# Earthquake straps on commercial water heater



## gear junkie (Jun 20, 2008)

Looking to install this. http://www.waterheating.com/pdf/Amer...ter-Heater.pdf The current setup is rigid supply lines and no earthquake straps. 

How would I install earthquake straps on this water heater?


----------



## Gargalaxy (Aug 14, 2013)

Can't open it.


----------



## gear junkie (Jun 20, 2008)

http://www.waterheating.com/pdf/Ame...Ox-Heavy-Duty-Commercial-Gas-Water-Heater.pdf

it's an american standard ULN100-199


----------



## sierra2000 (Sep 19, 2011)

Good question.
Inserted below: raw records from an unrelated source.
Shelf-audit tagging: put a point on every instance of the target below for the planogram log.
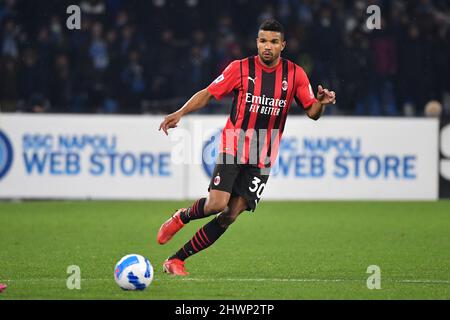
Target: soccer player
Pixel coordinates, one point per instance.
(264, 87)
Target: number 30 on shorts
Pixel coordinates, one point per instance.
(257, 187)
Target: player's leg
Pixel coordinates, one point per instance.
(215, 202)
(236, 206)
(205, 236)
(220, 189)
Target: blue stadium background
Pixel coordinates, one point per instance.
(136, 56)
Unscrew the metal strip, put the strap under the wire and screw it back on?


----------



## tims007 (Aug 31, 2013)

very carefully  or you could make a spacer before and after the tube using metal or wood or what ever could be used for the areas aplication


----------



## GAN (Jul 10, 2012)

Quake straps...
http://www.quakehold.com/tiedown-fa...downs-fastening-straps-waterheaterstraps.html

or FEMA http://www.fema.gov/media-library-data/20130726-1455-20490-6434/fema412.pdf


----------



## Plumbus (Aug 4, 2008)

sierra2000 said:


> Good question. Unscrew the metal strip, put the strap under the wire and screw it back on?


Done and done.


----------